To improve the tarnished image of the U.S., the incumbent U.S. president Joe Biden promised to “rebuild the nation, revitalizing our democracy, and winning the future for America”. In competition with China, the U.S. must rebuild the social purpose of liberal democracy at home and improve the damaged image of liberal democracy abroad. The work appears to be a daunting task for the Biden administration to improve its triple crises, crisis of democracy, crisis of leadership, and crisis of multilateralism.
The U.S. is extremely likely to weaponize ideology in its strategic rivalry vis-à-vis China. The battle of democracy vs. autocracy will gain further momentum. Biden advises his countrymen “I predict to you your children or grandchildren are going to be doing their doctoral thesis on the issue of who succeeded, autocracy or democracy, because that is what is at stake”.
The relative rise of China in terms of economy and changing distribution of global wealth in parity between the West and East would go in favour of the East in the coming decades. The diffusion of power and transfer of global wealth will make the hegemonic decline of the West irreversible.
The Chinese vision, a community of shared future for mankind first emerged in 2011 as a rhetorical slogan in Chinese diplomacy gained content and substance. The phrase in October 2017 after the 19th National Congress was incorporated into the Constitution of the Chinese Communist Party (CCP) and subsequently into the Chinese Constitution in March 2018.
A community of shared future for mankind is aimed at building an inclusive, open, clean and beautiful world contributing to lasting peace, common prosperity and universal security, providing instructive answers to addressing the fragmentation and turbulence in international politics.
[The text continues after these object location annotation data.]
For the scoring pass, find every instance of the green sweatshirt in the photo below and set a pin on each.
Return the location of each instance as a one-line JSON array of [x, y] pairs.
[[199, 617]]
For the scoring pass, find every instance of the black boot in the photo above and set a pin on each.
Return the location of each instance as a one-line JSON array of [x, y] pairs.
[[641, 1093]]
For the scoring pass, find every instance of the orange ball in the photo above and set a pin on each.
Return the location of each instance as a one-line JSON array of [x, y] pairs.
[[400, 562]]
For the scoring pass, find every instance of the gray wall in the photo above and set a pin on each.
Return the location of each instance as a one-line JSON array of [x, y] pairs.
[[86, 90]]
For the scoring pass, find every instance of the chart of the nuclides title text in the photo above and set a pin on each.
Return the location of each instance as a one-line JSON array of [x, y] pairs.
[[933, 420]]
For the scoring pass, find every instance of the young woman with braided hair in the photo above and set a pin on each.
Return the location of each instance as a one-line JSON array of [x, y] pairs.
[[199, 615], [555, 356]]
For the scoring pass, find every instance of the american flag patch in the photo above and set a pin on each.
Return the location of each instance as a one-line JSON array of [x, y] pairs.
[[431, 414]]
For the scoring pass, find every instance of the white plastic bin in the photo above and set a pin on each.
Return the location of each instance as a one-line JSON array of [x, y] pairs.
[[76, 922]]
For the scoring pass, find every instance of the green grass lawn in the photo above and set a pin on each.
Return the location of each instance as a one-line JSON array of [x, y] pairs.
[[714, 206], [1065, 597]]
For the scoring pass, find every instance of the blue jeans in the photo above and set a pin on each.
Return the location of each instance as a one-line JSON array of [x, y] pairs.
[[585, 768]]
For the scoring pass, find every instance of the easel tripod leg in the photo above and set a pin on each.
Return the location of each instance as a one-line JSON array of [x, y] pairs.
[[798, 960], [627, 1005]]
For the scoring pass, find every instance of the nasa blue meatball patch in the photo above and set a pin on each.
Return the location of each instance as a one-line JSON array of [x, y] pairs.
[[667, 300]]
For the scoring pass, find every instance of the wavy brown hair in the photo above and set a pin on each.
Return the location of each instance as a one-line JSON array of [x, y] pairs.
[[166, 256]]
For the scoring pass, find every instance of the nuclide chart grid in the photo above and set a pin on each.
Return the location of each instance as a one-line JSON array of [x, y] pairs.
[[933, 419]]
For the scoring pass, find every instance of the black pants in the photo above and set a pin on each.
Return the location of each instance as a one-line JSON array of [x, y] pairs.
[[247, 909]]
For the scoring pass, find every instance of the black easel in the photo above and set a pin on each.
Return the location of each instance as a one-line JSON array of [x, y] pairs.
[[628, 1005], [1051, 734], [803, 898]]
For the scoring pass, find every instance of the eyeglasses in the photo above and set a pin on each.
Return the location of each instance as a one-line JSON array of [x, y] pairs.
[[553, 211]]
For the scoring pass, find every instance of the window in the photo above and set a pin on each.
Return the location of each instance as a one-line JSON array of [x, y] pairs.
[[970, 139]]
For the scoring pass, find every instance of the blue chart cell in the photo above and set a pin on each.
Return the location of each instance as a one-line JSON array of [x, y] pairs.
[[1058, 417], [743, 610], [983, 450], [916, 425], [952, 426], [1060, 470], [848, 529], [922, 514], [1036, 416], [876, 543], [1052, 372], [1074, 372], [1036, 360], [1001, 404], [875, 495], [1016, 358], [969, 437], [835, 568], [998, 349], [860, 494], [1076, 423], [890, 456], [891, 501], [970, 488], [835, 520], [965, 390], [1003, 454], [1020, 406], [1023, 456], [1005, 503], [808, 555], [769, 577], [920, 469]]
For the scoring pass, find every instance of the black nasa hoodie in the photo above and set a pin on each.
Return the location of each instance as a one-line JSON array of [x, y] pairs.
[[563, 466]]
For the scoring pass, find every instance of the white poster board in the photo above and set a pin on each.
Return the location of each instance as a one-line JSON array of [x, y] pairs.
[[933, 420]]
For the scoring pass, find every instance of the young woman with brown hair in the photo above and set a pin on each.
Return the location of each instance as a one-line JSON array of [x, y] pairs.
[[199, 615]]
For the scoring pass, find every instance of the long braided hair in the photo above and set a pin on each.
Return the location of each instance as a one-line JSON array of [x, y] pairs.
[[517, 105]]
China has actively advocated the phrase in public diplomacy. The Chinese vision was accepted in different UN resolutions as far as the peace and security of the world are concerned.
To be fair, the Chinese vision would confront innumerable challenges in a politically divided world community. Nadège Rolland terms the Chinese vision “looks more like a list of what Beijing advocates for its own needs, security, and position than an innovative contribution for the future of the world”.
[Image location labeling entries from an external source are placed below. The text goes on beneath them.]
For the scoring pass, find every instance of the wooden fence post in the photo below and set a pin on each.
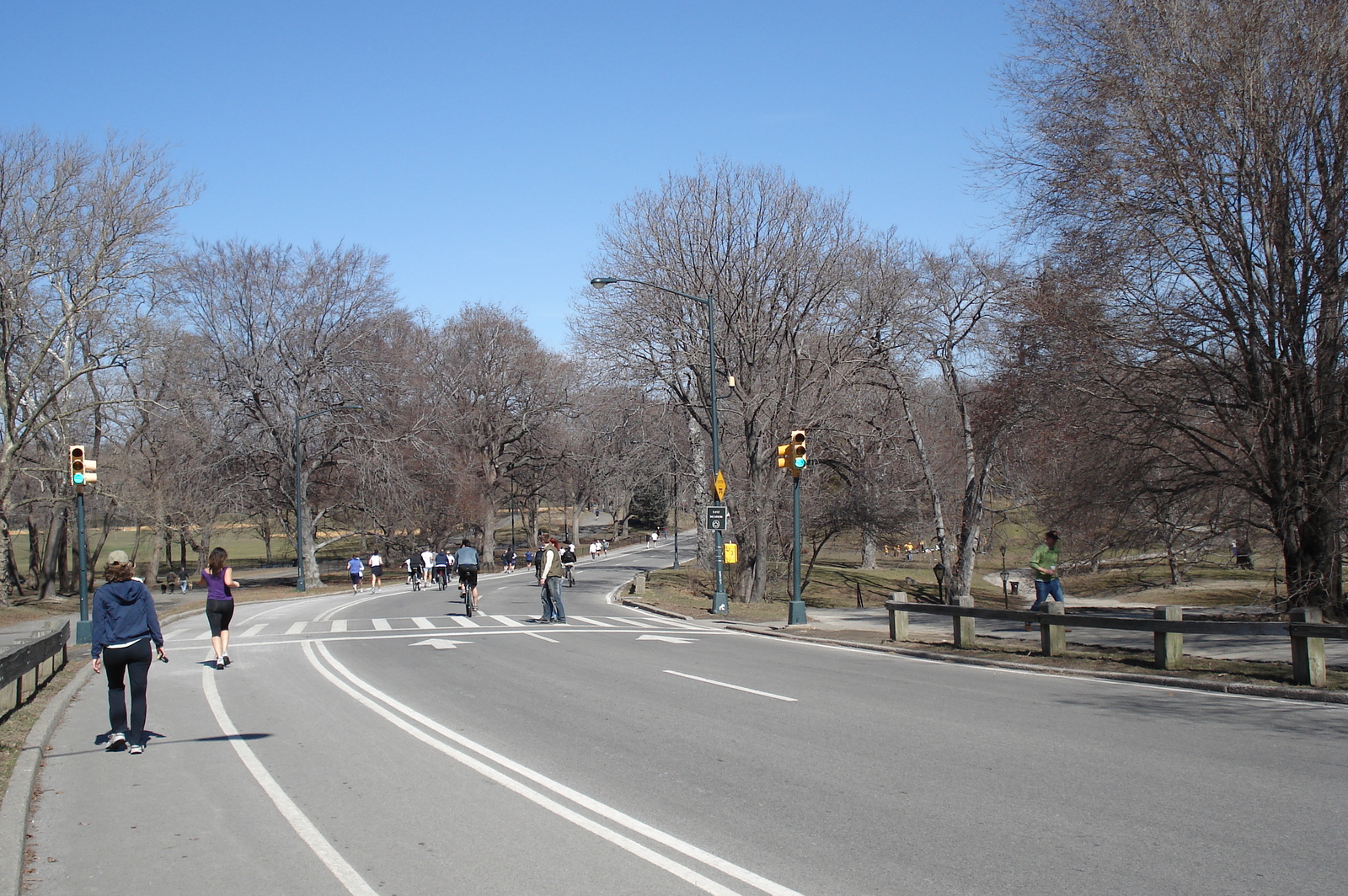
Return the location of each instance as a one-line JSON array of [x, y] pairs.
[[964, 624], [898, 619], [1308, 653], [1053, 640], [1169, 646]]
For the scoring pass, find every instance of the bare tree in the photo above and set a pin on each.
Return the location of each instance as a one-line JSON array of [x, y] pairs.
[[84, 231], [296, 339], [778, 260], [1199, 152]]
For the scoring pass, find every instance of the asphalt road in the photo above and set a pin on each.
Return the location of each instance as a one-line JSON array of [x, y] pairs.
[[347, 752]]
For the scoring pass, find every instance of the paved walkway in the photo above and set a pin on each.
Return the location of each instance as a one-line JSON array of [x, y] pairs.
[[1228, 647]]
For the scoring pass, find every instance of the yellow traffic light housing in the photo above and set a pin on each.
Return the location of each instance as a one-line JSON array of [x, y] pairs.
[[799, 456], [78, 465], [83, 469]]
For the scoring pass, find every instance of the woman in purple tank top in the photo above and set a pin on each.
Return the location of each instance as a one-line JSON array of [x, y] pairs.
[[220, 603]]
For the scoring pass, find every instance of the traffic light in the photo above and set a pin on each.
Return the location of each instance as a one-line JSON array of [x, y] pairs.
[[797, 451], [78, 464], [83, 471]]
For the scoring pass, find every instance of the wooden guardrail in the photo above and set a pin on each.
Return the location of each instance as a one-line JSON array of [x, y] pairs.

Meanwhile, China initiated the Global Civilizational Initiative GCI. The initiative is believed to have been promoting diversity, plurality and dignity among nations challenging the idea’s imposition and discouraging the exploitation of communities and resources that will prove instrumental for diversity, mutual understanding, and the world’s economic growth. China under GCI is trying to undermine Western democracy which is coupled with populism, polarization, racism and xenophobia. The contemporary world is going through tremendous changes, power is shifting from the West to the East.
The Western dominance in terms of material and ideational seems to be declining. The Saudi-Iran détente brokered by China was a momentous occasion in Middle Eastern politics that caused a huge setback to the U.S. interest. The inclusion of Saudi Arabia, UAE, Iran Egypt, Ethiopia and Argentina in BRICS would cement China’s ideational, and material strength vis-à-vis the U.S.
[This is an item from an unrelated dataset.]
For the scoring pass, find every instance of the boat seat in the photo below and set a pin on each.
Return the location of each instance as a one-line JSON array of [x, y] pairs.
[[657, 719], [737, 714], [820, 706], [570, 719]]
The prevailing battle of democracy vs. autocracy will further accelerate. U.S. promotes Quadrilateral Security Dialogue Quad comprised the democratic countries like the U.S., India, Japan and Australia in a bid to contain China. The Ukraine crisis has brought China and Russia closer together. The U.S. domestically and internationally faces dual challenges in the projection of democracy. Domestic crises such as populism, racism, and xenophobia pose severe threats to democracy. In the international arena, China and Russia are causing significant obstacles in the advancement of U.S. democracy.